Bank of the West closed its first auto asset-backed-securitization since 2015 last week, a $750 million transaction backed by prime retail installment contracts, according to a presale report by Moody’s Investor Service.
Fifth Third Bancorp — which has also not securitized since 2015 — issued a $1 billion ABS that closed on Sept. 20. Fifth Third had previously engaged in the asset-backed securities market in November 2015, but for Bank of the West, the absence from the auto ABS market extends back even longer, to May 2015.
“Last year, we opted to fund our auto loan portfolio through available internal liquidity sources,” Joe Rauch, senior public relations analyst for Bank of the West, told Auto Finance News. “Currently, however, the asset-back securities market is a constructive one in which issuers can achieve good funding outcomes, reflected in high levels of investor interest, issuance volumes, and pricing.”
On the other hand, several analysts and rating agencies have noted the undesirable funding outcomes in the ABS market.
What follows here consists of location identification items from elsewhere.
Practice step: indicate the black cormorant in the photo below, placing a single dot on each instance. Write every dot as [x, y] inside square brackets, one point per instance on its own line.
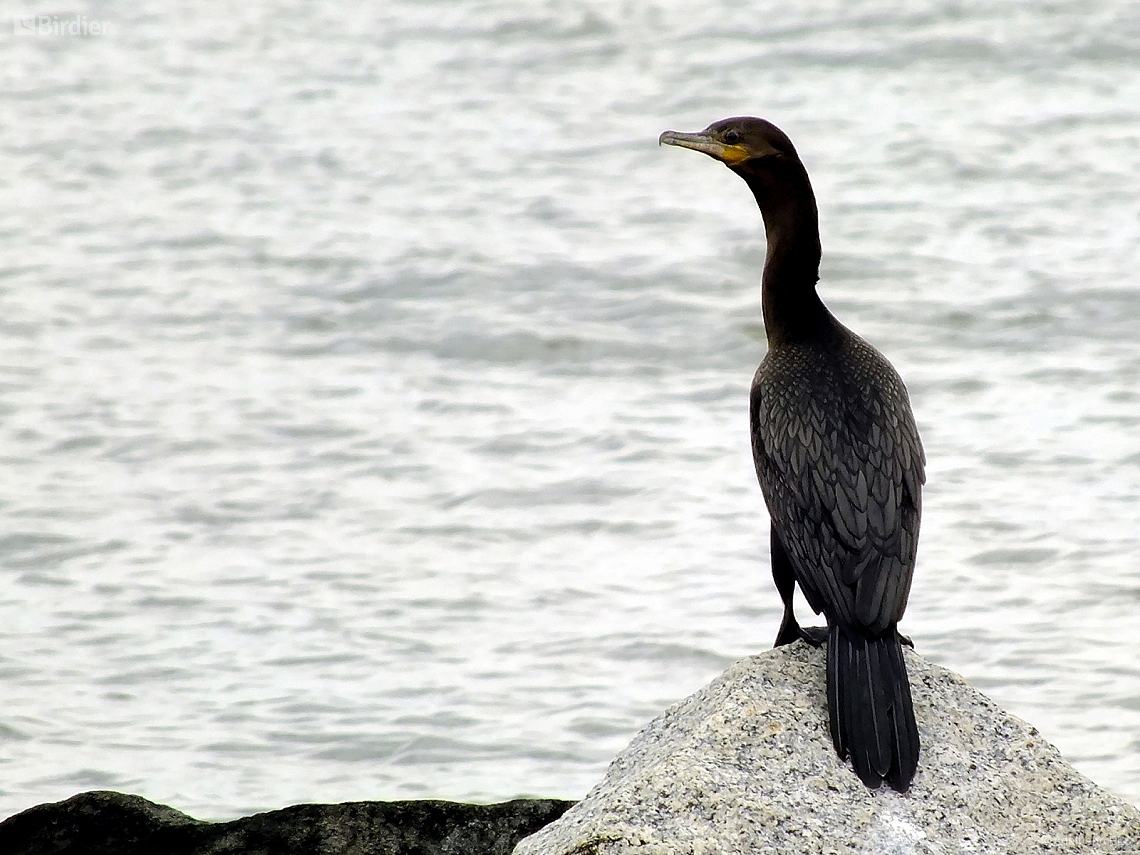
[839, 462]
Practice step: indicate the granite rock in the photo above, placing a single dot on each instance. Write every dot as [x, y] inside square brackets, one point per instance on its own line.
[746, 765]
[113, 823]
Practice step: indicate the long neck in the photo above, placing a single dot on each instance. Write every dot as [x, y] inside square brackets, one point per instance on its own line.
[792, 310]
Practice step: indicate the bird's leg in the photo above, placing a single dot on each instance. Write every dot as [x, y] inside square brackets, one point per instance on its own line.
[784, 577]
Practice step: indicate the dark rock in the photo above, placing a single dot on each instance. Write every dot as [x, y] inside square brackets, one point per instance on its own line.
[112, 823]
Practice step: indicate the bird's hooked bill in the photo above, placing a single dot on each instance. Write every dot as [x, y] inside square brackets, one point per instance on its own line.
[707, 144]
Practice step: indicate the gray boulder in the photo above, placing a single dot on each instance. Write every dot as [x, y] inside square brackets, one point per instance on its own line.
[112, 823]
[746, 765]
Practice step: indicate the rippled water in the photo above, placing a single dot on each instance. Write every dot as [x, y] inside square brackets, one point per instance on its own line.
[374, 388]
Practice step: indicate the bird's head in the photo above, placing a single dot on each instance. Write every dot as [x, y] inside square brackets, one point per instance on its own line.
[743, 144]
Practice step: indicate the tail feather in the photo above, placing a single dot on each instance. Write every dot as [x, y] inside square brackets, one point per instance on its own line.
[870, 709]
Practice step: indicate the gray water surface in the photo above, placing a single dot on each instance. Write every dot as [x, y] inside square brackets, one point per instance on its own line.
[374, 406]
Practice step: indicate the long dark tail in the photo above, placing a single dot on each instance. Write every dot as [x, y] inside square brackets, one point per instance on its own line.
[869, 703]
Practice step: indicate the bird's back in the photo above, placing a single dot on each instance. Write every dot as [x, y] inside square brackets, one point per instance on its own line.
[840, 464]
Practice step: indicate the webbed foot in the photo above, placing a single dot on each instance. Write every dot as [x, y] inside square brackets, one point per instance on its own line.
[790, 630]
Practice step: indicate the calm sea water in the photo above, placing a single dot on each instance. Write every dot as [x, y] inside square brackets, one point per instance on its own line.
[374, 414]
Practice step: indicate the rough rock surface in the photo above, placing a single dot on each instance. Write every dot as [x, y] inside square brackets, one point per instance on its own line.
[746, 765]
[111, 823]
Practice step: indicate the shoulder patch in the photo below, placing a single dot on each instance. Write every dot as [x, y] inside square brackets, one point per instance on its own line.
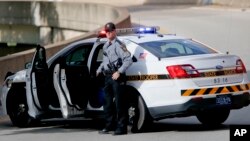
[122, 45]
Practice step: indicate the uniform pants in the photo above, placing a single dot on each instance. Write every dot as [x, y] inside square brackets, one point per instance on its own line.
[114, 105]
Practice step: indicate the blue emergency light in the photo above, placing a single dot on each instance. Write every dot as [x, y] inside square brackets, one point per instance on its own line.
[135, 30]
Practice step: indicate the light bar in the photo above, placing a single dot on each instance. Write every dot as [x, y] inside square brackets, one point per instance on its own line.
[138, 30]
[135, 30]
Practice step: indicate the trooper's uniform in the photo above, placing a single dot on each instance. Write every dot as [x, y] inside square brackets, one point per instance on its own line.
[114, 52]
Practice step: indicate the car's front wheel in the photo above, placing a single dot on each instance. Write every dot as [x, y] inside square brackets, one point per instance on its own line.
[139, 118]
[213, 116]
[18, 111]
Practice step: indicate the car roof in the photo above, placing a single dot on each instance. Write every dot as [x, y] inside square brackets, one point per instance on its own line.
[150, 37]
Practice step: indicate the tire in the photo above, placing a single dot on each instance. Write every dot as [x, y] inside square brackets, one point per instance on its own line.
[139, 118]
[18, 112]
[213, 117]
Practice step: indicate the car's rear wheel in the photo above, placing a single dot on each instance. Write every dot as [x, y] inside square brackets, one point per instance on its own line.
[213, 117]
[139, 118]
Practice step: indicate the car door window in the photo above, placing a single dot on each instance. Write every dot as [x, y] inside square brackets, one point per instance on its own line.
[78, 57]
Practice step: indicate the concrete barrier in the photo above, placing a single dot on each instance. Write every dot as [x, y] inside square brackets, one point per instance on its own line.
[94, 14]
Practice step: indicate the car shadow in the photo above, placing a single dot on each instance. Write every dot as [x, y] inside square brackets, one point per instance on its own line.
[61, 126]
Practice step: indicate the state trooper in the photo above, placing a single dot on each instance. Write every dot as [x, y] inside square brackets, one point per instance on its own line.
[116, 60]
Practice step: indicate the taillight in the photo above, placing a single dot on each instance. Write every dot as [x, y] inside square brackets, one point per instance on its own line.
[182, 71]
[240, 67]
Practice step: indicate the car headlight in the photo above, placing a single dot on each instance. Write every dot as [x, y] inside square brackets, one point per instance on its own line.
[8, 82]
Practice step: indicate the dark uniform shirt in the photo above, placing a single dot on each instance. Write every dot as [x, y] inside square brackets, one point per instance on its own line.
[112, 52]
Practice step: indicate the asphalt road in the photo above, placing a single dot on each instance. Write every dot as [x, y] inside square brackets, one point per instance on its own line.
[222, 28]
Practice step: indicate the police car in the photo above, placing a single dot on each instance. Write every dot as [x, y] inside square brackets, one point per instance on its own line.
[171, 76]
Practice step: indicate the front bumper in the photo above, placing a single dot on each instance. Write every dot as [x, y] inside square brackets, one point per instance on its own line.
[197, 104]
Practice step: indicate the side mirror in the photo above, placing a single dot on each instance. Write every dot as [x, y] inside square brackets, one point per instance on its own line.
[27, 65]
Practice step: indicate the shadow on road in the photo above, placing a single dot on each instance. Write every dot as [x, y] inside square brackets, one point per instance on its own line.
[61, 126]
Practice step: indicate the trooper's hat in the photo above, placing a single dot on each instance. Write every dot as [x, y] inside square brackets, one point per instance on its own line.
[109, 27]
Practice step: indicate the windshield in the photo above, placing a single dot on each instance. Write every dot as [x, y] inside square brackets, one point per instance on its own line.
[176, 47]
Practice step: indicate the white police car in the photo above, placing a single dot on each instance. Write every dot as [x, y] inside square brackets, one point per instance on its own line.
[171, 76]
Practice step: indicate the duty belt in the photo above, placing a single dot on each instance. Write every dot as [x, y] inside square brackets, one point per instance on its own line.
[107, 72]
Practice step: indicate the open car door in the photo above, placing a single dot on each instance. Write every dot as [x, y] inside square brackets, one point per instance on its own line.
[37, 81]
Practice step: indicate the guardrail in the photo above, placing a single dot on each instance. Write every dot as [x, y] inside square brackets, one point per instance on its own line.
[119, 16]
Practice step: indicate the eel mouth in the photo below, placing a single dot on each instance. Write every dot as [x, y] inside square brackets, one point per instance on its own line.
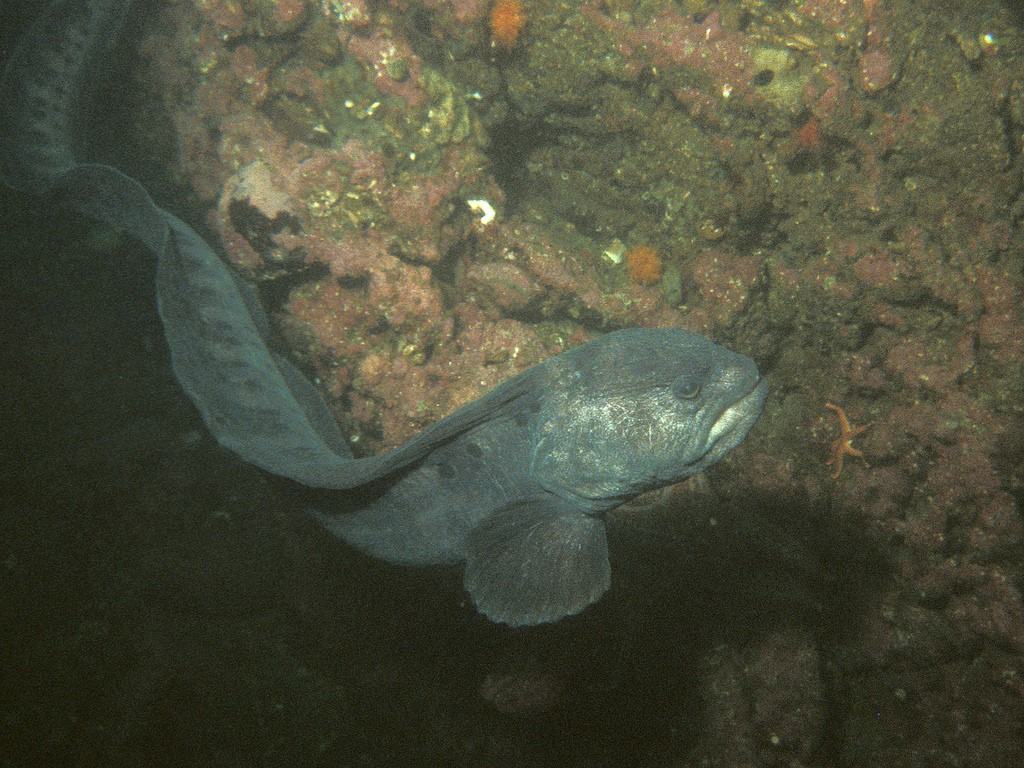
[733, 424]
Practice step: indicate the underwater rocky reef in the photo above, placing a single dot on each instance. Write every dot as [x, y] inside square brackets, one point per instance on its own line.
[432, 197]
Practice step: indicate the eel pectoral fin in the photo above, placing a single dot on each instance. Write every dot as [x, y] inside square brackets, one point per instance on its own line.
[536, 561]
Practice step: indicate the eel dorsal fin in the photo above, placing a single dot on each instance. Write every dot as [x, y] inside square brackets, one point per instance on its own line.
[254, 402]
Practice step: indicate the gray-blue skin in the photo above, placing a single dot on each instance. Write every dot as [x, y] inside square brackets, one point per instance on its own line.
[514, 484]
[520, 496]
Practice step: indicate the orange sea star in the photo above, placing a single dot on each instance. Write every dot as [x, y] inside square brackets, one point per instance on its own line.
[843, 444]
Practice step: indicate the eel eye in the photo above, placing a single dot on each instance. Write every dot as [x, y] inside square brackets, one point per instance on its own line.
[686, 388]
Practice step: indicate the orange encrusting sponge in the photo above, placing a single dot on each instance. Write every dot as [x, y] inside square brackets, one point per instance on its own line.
[507, 20]
[643, 265]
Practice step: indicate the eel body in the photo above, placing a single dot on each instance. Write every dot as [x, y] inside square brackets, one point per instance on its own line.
[513, 484]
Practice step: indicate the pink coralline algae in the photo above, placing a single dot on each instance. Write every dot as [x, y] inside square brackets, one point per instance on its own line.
[673, 41]
[863, 238]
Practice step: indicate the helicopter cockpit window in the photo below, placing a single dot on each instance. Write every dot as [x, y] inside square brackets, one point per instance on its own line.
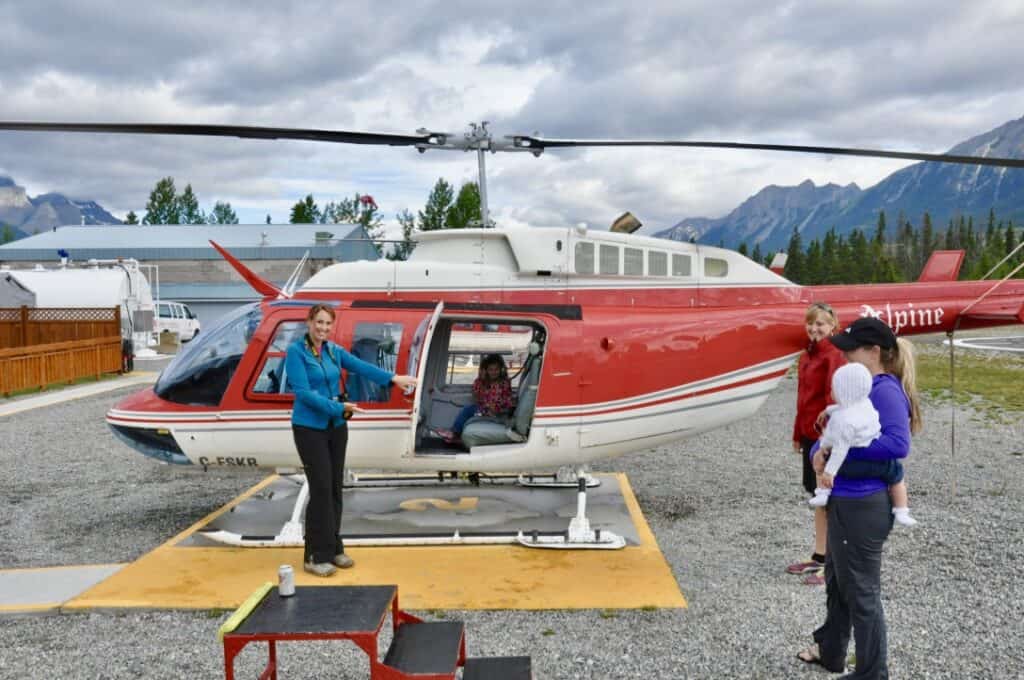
[271, 379]
[657, 263]
[200, 374]
[584, 257]
[609, 259]
[681, 265]
[375, 343]
[633, 262]
[716, 266]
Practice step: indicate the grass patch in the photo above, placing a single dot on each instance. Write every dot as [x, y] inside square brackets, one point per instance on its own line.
[59, 385]
[988, 383]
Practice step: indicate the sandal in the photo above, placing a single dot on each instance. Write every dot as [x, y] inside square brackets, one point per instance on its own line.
[810, 655]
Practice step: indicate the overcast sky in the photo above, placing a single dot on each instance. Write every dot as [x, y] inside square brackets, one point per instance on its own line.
[911, 76]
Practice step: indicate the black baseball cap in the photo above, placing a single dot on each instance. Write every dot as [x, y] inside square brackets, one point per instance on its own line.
[864, 332]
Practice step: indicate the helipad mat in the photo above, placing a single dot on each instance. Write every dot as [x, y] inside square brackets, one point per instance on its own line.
[182, 574]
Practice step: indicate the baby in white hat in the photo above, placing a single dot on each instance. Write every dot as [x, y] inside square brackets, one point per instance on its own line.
[854, 422]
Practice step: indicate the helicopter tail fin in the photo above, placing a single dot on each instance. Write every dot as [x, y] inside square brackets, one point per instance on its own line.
[942, 265]
[261, 286]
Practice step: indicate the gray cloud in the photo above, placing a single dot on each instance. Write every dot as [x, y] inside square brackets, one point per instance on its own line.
[914, 75]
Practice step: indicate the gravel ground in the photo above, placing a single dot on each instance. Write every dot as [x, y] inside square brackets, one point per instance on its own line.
[726, 508]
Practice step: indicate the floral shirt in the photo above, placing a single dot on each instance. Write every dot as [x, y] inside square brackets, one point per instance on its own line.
[493, 398]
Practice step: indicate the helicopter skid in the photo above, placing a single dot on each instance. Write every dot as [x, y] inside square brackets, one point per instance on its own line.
[561, 540]
[564, 478]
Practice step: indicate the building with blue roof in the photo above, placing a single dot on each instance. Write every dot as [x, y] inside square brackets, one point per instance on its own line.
[185, 268]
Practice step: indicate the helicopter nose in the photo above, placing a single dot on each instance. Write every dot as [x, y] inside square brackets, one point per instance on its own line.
[152, 440]
[155, 442]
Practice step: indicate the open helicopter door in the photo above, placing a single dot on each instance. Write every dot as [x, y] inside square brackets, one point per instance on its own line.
[418, 367]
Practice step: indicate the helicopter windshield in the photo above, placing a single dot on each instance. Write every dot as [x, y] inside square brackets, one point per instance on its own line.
[200, 375]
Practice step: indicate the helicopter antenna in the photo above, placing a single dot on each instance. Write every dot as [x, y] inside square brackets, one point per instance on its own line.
[289, 288]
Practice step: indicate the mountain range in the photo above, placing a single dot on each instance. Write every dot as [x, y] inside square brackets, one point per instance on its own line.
[944, 190]
[27, 215]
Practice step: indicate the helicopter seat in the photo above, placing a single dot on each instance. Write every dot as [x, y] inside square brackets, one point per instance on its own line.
[483, 430]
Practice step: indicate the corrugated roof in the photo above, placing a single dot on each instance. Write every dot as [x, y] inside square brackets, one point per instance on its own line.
[173, 242]
[208, 292]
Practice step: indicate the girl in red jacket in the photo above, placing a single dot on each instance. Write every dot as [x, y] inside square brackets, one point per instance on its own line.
[814, 374]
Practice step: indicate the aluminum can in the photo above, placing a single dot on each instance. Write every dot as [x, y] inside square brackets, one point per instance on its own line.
[286, 581]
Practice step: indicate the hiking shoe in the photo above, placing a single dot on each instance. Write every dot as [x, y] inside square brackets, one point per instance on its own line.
[805, 567]
[320, 568]
[814, 579]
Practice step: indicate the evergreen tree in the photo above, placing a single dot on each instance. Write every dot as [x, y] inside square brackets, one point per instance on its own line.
[408, 222]
[305, 212]
[188, 211]
[813, 265]
[950, 242]
[162, 208]
[795, 258]
[859, 258]
[830, 261]
[466, 209]
[434, 213]
[928, 241]
[222, 214]
[360, 209]
[880, 229]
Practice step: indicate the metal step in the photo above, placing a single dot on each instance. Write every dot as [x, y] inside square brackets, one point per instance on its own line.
[429, 648]
[498, 668]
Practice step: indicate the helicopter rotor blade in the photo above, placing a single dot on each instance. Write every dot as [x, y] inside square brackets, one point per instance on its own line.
[538, 144]
[244, 131]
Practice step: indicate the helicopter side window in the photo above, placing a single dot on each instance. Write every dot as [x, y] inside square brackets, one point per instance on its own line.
[716, 266]
[271, 376]
[584, 257]
[657, 263]
[609, 259]
[680, 265]
[201, 373]
[633, 262]
[376, 343]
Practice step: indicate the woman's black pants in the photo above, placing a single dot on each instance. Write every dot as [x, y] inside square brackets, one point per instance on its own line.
[323, 455]
[857, 530]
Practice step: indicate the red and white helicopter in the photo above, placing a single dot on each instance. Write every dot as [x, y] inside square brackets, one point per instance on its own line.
[622, 342]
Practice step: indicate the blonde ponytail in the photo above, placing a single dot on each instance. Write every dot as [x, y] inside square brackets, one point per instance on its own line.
[900, 363]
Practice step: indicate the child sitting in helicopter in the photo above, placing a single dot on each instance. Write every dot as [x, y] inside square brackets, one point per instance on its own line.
[492, 396]
[854, 422]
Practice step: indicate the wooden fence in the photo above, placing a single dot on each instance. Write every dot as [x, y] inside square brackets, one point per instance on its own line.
[23, 327]
[39, 366]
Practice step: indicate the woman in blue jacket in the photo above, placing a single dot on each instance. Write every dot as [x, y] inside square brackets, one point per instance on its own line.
[313, 367]
[860, 510]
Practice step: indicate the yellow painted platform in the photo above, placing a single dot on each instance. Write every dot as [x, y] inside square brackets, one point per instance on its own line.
[428, 578]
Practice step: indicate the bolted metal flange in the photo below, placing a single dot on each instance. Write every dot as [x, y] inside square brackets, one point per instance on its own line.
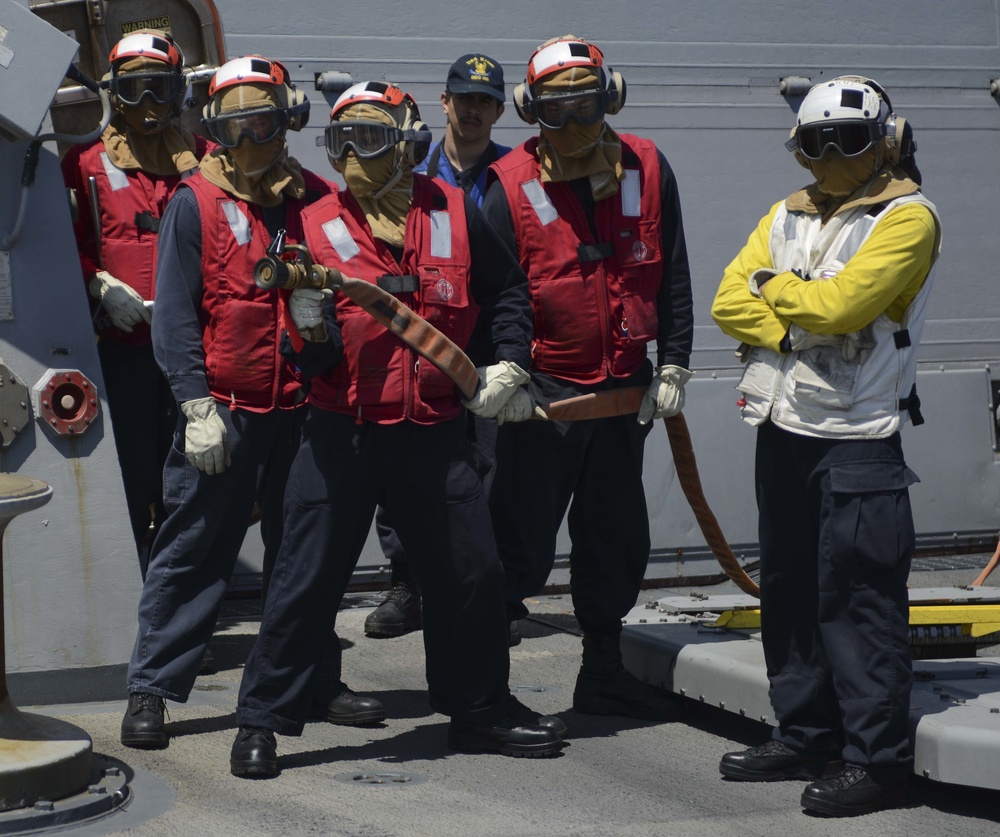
[66, 401]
S&P Global’s senior director Amy Martin, for example, was expecting some mergers and acquisitions by now, but that just hasn’t happened yet.
“I don’t think there is a lot of new equity flowing into this space,” Martin previously told AFN. “… We’re not seeing the same capital flow into the space that we saw in 2011 through 2013.” That lack of funding may cause some of the smaller players in the space to turn to the whole loan sales market for more liquidity, she added.
Meanwhile, the credit quality of the collateral in Bank of the West’s pool — Bank of the West Auto Trust 2017-1 — is weaker than that of the pool backing its last auto ABS in 2015. The 2017-1 pool has a weighted average Fico of 745, 29 points lower than that of the 2015-1 pool, according to the presale report.
Additionally, about 60% of the pool balance has an original term greater than 72 months, an increase over the last two ABS transactions which were backed by pools comprised of less than 40% of such loans. “Longer term loans carry risks stemming from their slower amortization schedules that lead to negative equity for the borrower and a prolonged period during which the loan is exposed to negative credit events and macroeconomic factors,” Moody’s reported.
Bank of the West’s serviced portfolio consisted of indirect auto receivables totaling $4.17 billion as of June 30, a slight decrease from its $4.22 billion receivables outstanding the same time a year prior, according to a S&P Global presale report.